I have to run python3 to run the system version of Python. If we run which python3 we can see that is there in the /bin directory.

> which python3

/bin/python3

And just as the Linux shell has a $PATH that defines where it looks for programs, so Python has a sys.path that defines where it looks for packages you can import. Let's open the Python REPL and see what's included:

> python3

Python 3.7.2 (default, Dec 31 2018, 14:25:33) [GCC 8.2.0] on linux 
Type "help", "copyright", "credits" or "license" for more information.
>>> import sys
>>> print(sys.path)

['', '/usr/lib/python37.zip', '/usr/lib/python3.7', '/usr/lib/python3.7/lib-dynload', '/usr/local/lib/python3.7/dist-packages', '/usr/lib/python3/dist-packages', '/usr/lib/python3.7/dist-packages']

We can use the functionality provided by Python's os module to see what the other folders include:

>>> import os
>>> os.listdir('/usr/lib/python3.7')

['site.py', 'smtpd.py', '_collections_abc.py', 'tarfile.py', ...]

>>> os.listdir('/usr/lib/python3.7/dist-packages')

['numpy']

We can import modules that are in the folders in Python's sys.path:

>>> import numpy
>>> print(numpy)

<module 'numpy' from '/usr/lib/python3/dist-packages/numpy/__init__.py'>

But if they're not there, we'll get an error:

>>> import pandas

Traceback (most recent call last):
  File "<stdin>", line 1, in <module>
ModuleNotFoundError: No module named 'pandas'

Now we'll talk more another time about NumPy and Pandas and the rest of Python's data analysis toolkit, but for now we can just say that they are examples of 'libraries' of code that are not part of the core 'standard library' installed by default. To make new code available to Python, we just need to put it in one of the folders in sys.path -- and the inclusion of the empty string '' at the start of the list means that any modules in the directory from which you run Python are available. Except if the library you want to add depends on other libraries which need installing it might get slightly more complicated.

The simplest way to properly install Python packages is to use the purpose-made tool Pip ('Pip Installs Packages'). On my Debian OS this doesn't come installed by default, but has to be installed separately: sudo apt install python3-pip. But I would actually recommend that you don't bother, but instead use conda to create and manage strictly limited Python environments that won't interfere with your operating system's version of Python.

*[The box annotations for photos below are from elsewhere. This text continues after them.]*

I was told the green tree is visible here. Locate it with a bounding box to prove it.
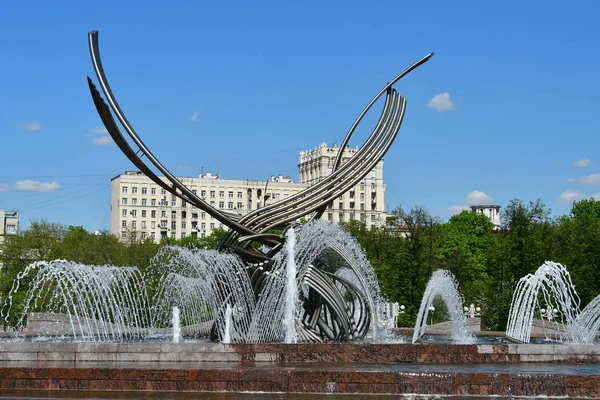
[439,210,494,304]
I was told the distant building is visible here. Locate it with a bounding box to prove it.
[471,204,500,229]
[110,143,385,242]
[0,210,19,269]
[298,143,386,228]
[110,171,306,242]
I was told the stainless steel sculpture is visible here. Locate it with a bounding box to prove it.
[88,31,433,341]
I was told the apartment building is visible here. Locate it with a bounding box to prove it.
[110,144,385,242]
[298,143,386,228]
[110,171,306,241]
[0,210,19,243]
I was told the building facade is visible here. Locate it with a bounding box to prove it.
[110,171,306,242]
[298,143,386,228]
[110,144,385,242]
[471,204,500,229]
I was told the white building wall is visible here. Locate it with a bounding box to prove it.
[110,171,306,242]
[110,143,385,242]
[298,143,386,228]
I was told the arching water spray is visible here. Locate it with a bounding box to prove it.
[173,307,181,343]
[412,269,474,344]
[223,304,233,344]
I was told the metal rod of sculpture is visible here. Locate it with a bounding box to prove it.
[88,31,433,341]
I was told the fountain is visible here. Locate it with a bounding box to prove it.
[173,307,181,343]
[0,31,600,397]
[412,269,475,344]
[506,261,580,343]
[2,221,383,343]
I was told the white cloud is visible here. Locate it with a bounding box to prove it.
[92,127,108,135]
[92,136,113,146]
[190,110,200,122]
[448,204,469,215]
[464,190,494,206]
[427,92,454,112]
[14,180,60,193]
[569,174,600,185]
[558,189,585,204]
[17,121,42,131]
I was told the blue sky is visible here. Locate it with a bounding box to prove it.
[0,1,600,231]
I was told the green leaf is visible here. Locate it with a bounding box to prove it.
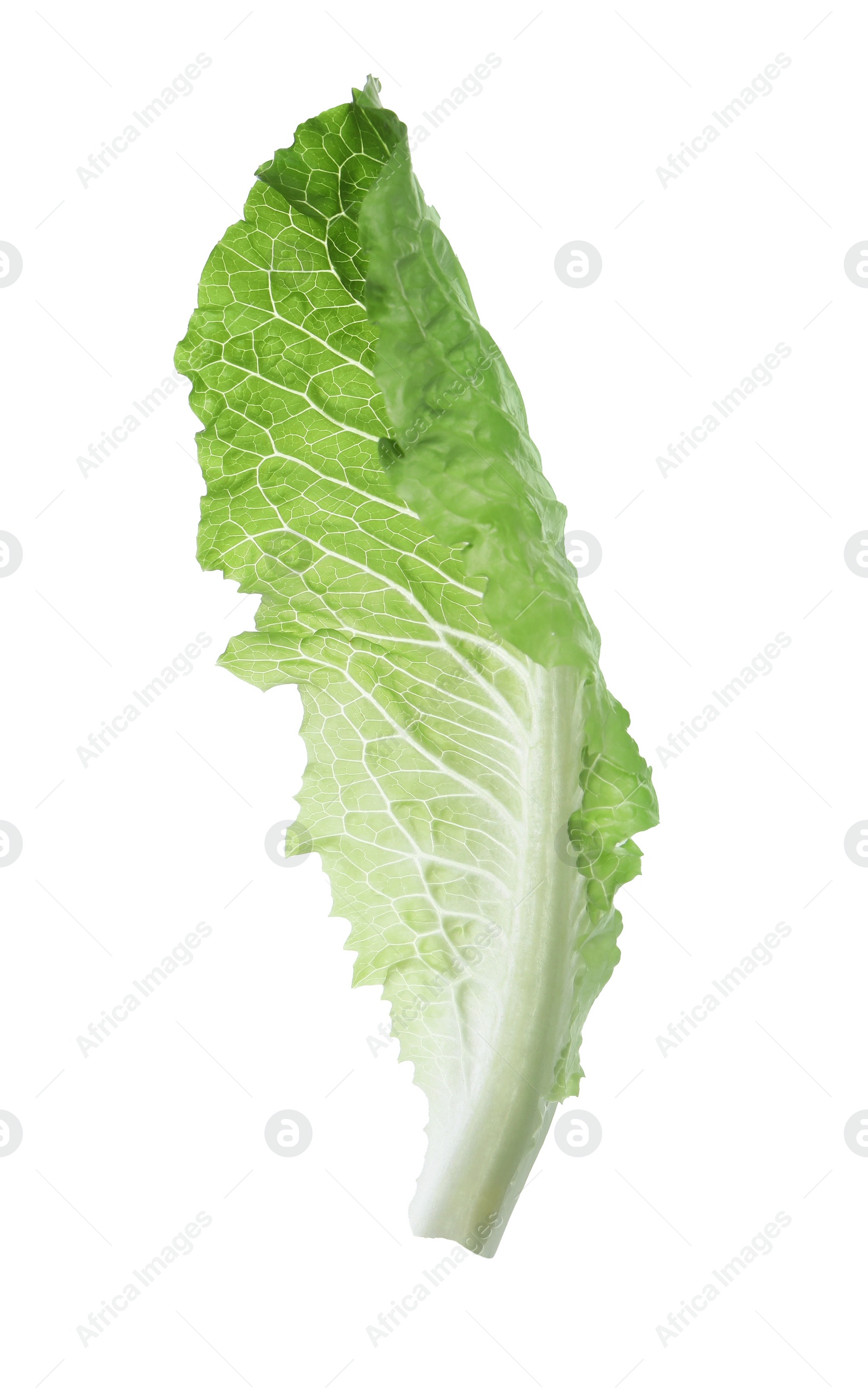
[176,80,656,1256]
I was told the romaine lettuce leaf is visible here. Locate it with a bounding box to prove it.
[176,78,656,1256]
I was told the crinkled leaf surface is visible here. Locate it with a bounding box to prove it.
[176,80,656,1256]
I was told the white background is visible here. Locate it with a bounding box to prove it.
[0,0,868,1399]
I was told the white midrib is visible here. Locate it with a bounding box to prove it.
[410,665,584,1256]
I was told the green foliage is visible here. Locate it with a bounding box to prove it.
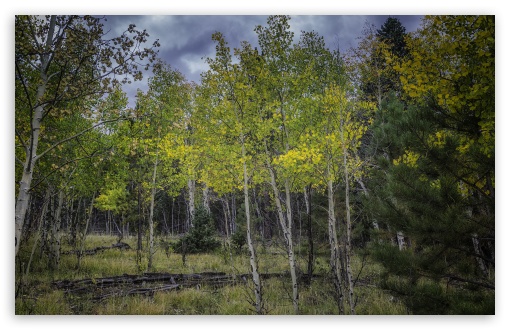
[173,207,221,254]
[231,228,246,253]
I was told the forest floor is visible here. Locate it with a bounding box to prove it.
[15,235,407,315]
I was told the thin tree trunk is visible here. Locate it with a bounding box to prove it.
[304,185,314,285]
[342,152,356,315]
[187,179,195,229]
[77,192,96,269]
[327,171,344,314]
[25,187,51,275]
[50,189,64,270]
[241,140,263,314]
[148,153,158,270]
[136,183,143,269]
[14,16,56,256]
[202,183,211,214]
[266,158,299,314]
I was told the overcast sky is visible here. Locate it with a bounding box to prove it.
[99,15,422,106]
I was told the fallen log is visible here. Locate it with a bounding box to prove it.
[61,242,131,256]
[52,272,332,301]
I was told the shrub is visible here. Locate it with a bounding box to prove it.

Conda can either be installed as 'Anaconda', which comes with the conda command-line tool and 1000+ packages for scientific computing; or as 'Miniconda', which just comes with the conda tool and a minimal list of required dependencies. The official website suggests that if you are new to Python you are better off with 'Anaconda' -- but I completely disagree. If you are new to Python why do you need 1000+ packages for scientific computing? So stick to Miniconda, and then you can always download whatever other packages you want when you actually need them.

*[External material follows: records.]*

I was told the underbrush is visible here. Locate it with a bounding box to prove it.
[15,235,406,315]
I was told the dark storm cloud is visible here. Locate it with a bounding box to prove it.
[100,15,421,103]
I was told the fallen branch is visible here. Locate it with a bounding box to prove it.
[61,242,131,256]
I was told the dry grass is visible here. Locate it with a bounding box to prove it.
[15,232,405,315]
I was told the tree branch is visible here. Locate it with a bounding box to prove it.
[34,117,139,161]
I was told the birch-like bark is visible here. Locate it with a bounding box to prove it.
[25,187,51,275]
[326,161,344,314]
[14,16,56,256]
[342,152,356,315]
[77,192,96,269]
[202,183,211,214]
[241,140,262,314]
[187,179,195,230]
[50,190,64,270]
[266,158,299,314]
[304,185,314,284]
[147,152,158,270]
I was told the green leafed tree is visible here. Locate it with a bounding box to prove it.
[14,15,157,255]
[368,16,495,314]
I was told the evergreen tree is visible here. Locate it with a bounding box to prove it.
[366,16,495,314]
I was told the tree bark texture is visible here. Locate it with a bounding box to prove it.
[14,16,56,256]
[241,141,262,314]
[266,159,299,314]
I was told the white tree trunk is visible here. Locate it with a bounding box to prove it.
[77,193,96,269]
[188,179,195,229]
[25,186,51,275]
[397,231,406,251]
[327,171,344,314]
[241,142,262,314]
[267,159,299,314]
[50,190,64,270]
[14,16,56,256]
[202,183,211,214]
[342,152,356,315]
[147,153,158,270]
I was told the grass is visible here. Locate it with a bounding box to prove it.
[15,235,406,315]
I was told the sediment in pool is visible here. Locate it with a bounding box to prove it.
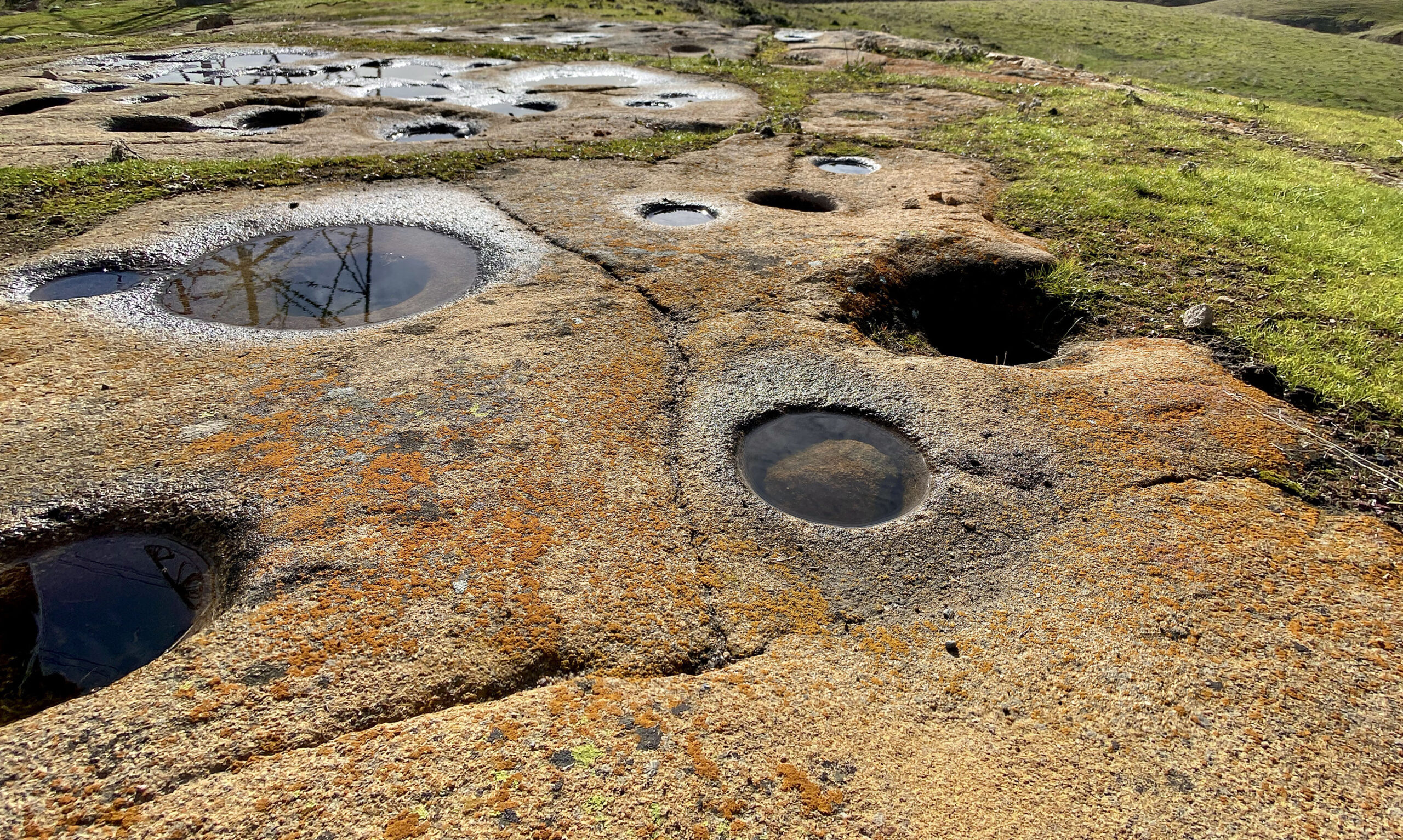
[163,224,478,329]
[737,411,930,527]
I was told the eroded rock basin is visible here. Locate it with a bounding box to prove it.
[0,135,1403,837]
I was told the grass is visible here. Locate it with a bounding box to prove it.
[0,0,696,37]
[898,79,1403,416]
[1197,0,1403,38]
[0,0,1403,505]
[763,0,1403,116]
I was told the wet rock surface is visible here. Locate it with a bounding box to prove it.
[0,36,1403,840]
[0,52,762,165]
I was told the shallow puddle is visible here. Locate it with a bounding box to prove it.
[642,205,716,227]
[532,75,638,87]
[30,269,150,300]
[163,224,478,329]
[814,157,881,175]
[0,534,210,724]
[373,84,453,102]
[737,411,930,527]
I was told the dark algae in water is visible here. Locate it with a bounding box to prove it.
[164,224,477,329]
[0,534,210,724]
[738,411,930,527]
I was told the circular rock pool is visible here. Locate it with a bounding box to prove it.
[30,269,150,300]
[0,534,210,724]
[737,411,930,527]
[163,224,478,329]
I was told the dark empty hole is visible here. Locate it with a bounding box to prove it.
[843,265,1082,364]
[390,122,476,143]
[0,534,212,724]
[745,186,837,213]
[814,157,880,175]
[238,107,327,129]
[30,269,150,300]
[102,113,199,132]
[642,202,716,227]
[737,411,930,527]
[0,97,73,116]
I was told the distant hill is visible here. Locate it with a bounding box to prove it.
[1198,0,1403,45]
[757,0,1403,116]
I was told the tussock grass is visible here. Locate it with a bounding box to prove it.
[763,0,1403,116]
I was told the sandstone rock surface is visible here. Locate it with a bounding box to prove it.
[0,48,1403,840]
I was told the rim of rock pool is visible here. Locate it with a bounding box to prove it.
[732,407,930,529]
[0,184,546,344]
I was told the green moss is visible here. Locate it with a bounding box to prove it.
[569,740,604,767]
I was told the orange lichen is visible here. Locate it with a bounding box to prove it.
[776,762,843,813]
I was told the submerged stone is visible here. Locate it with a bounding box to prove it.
[739,411,929,527]
[163,224,478,329]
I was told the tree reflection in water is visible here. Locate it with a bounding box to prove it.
[166,224,477,329]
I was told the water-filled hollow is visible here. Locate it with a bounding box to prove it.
[389,122,476,143]
[641,202,716,227]
[163,224,478,329]
[745,186,837,213]
[0,534,213,724]
[737,411,930,527]
[30,268,150,300]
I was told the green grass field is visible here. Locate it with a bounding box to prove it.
[1194,0,1403,38]
[763,0,1403,115]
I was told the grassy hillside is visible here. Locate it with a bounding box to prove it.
[0,0,694,35]
[769,0,1403,115]
[1197,0,1403,38]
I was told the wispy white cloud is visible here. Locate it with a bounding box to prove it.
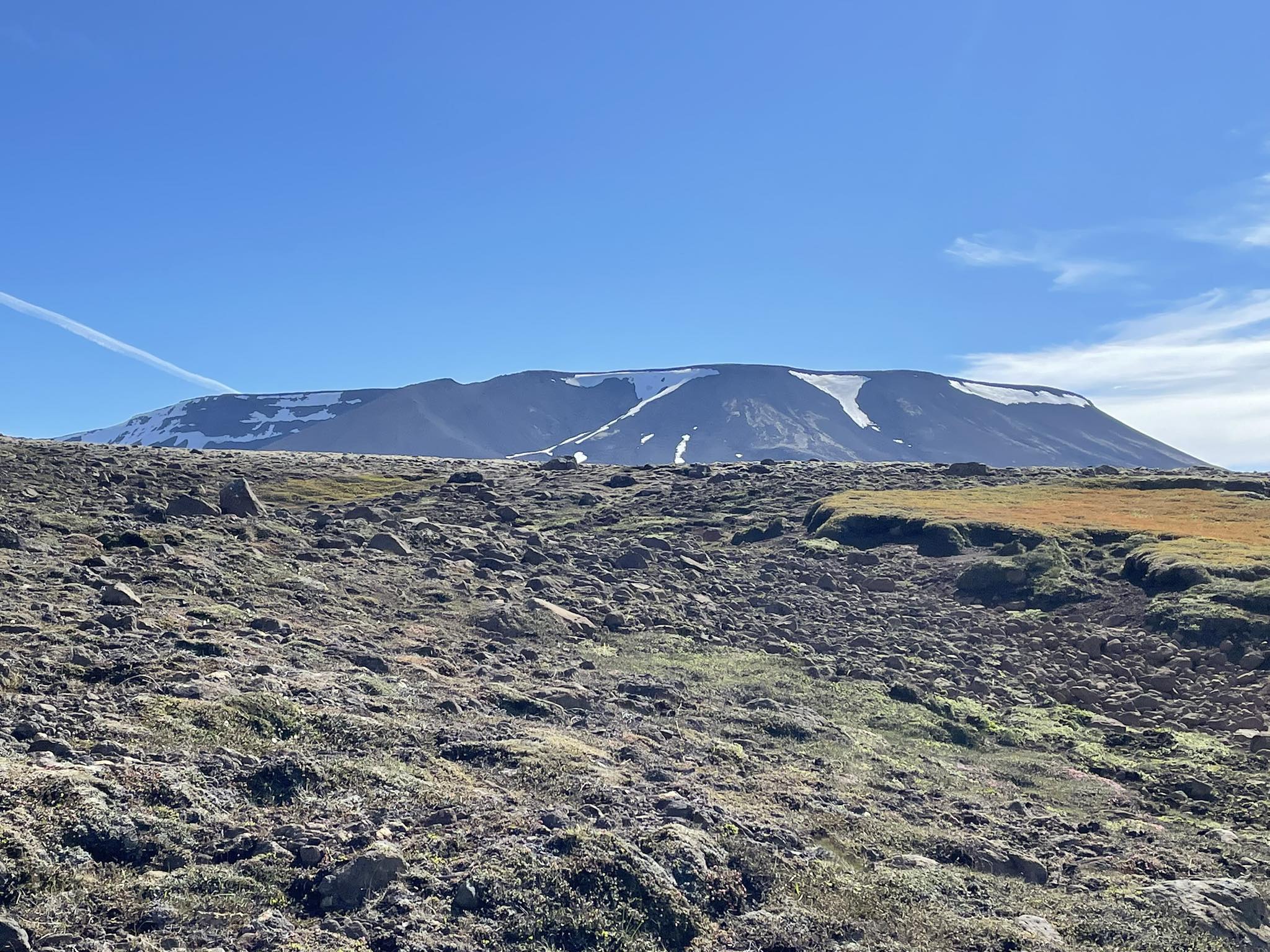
[944,234,1134,289]
[961,288,1270,470]
[0,291,238,394]
[1176,174,1270,249]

wget https://repo.anaconda.com/miniconda/Miniconda3-latest-Linux-x86_64.sh -O ~/install_miniconda.sh
sh ~/install_miniconda.sh -b -u -p ~/.miniconda3
rm -rf ~/install_miniconda.sh

You probably need to reload your shell, and you should then be able to run conda from the command-line. You may also find that your shell automatically loads Conda's base environment. I find this annoying, so I disable this, by adding auto_activate_base: false to my .condarc configuration file. Now you can create a new Python environment, with say version 3.9:

conda create -n my_env python=3.9

Then activate it like this:

conda activate my_env

And now we can see that conda works its magic by adding the folders of the activated environment, and of conda, to the system $PATH:

> echo $PATH

/home/peterprescott/.miniconda3/envs/my_env/bin:/home/peterprescott/.miniconda3/condabin:/sbin:/bin:/usr/local/sbin:/usr/local/bin:/usr/bin:/usr/sbin

Likewise if we open Python, and look at sys.path, we'll see that the folders Python is looking in are in the directory of my_env. Which means that now we can pip install whatever strange and wonderful new Python packages we like, safe in the knowledge that we can remove that Conda environment without interfering with your system's version of Python.

conda remove -n my_env

So now perhaps you'll be able to avoid the situation described here.